В том случае, если предыдущие оценки выполнялись с использованием различных наборов критериев или конкретных критериев, но различными способами, результаты оценок должны быть представлены в согласованной форме. После завершения данного шага оценка каждого CASE-средства должна быть представлена в рамках единого набора критериев и непосредственно сопоставима с другими оценками.
Алгоритмы, обычно используемые для выбора, могут быть основаны на масштабе или ранге. Алгоритмы, основанные на масштабе, вычисляют единственное значение для каждого CASE-средства путем умножения веса каждого критерия на его значение (с учетом масштаба) и сложения всех произведений. CASE-средство с наивысшим результатом получает первый ранг. Алгоритмы, основанные на ранги, используют ранжирование CASE-средств-кандидатов по отдельным критериям или группам критериев в соответствии со значениями критериев в заданном масштабе. Затем аналогично предыдущему ранги сводятся вместе и вычисляются общие значения рангов.

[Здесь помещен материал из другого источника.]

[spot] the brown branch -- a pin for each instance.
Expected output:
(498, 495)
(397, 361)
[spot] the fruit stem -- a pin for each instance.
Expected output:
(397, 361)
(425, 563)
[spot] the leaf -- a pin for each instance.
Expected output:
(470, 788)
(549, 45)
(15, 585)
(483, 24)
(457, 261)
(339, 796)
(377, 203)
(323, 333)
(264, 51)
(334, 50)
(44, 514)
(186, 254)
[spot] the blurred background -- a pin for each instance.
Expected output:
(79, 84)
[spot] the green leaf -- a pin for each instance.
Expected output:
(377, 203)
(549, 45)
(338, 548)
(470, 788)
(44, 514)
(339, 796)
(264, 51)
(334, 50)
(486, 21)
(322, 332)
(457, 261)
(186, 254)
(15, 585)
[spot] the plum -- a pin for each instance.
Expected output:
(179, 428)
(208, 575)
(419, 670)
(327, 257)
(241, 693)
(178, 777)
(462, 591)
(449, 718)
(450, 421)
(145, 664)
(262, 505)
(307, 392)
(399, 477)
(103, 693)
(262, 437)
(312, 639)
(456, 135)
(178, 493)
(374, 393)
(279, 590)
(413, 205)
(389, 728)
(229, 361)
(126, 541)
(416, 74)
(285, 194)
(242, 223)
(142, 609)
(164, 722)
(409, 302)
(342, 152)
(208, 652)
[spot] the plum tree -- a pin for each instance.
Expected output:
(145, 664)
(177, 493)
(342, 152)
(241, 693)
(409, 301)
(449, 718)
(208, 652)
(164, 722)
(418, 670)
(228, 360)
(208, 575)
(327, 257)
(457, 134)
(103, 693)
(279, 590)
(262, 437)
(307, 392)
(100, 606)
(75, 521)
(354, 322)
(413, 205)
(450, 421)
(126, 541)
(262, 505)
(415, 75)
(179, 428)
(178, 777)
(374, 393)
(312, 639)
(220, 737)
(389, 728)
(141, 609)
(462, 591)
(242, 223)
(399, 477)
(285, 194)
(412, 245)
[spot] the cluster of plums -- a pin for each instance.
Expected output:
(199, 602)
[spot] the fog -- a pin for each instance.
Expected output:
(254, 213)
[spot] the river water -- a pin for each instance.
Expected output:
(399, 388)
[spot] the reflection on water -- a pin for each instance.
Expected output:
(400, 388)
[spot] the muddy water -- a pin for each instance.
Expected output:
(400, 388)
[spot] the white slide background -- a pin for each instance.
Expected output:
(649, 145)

При анализе результатов выбора предполагается, что процесс выбора завершен, CASE-средство выбрано и рекомендовано к использованию. Тем не менее, может потребоваться более точный анализ для определения степени зависимости значений ключевых критериев от различий в значениях характеристик CASE-средств-кандидатов. Такой анализ позволит установить, насколько результат ранжирования CASE-средств зависит от оптимальности выбора весовых коэффициентов критериев. Он также может использоваться для определения существенных различий между CASE-средствами с очень близкими значениями критериев, или рангами.
Если ни одно CASE-средство не удовлетворяет минимальным критериям, выбор (возможно, вместе с оценкой) может быть повторен для других CASE-средств-кандидатов.
Если различия между самыми предпочтительными кандидатами несущественны, дополнительная информация может быть получена путем повторного выбора (возможно, вместе с оценкой) с использованием дополнительных или других критериев.
Рекомендации по выбору должны быть строго обоснованы. В случае отсутствия адекватных CASE-средств, как было отмечено выше, рекомендуется разработать новое CASE-средство, модифицировать существующее или отказаться от внедрения.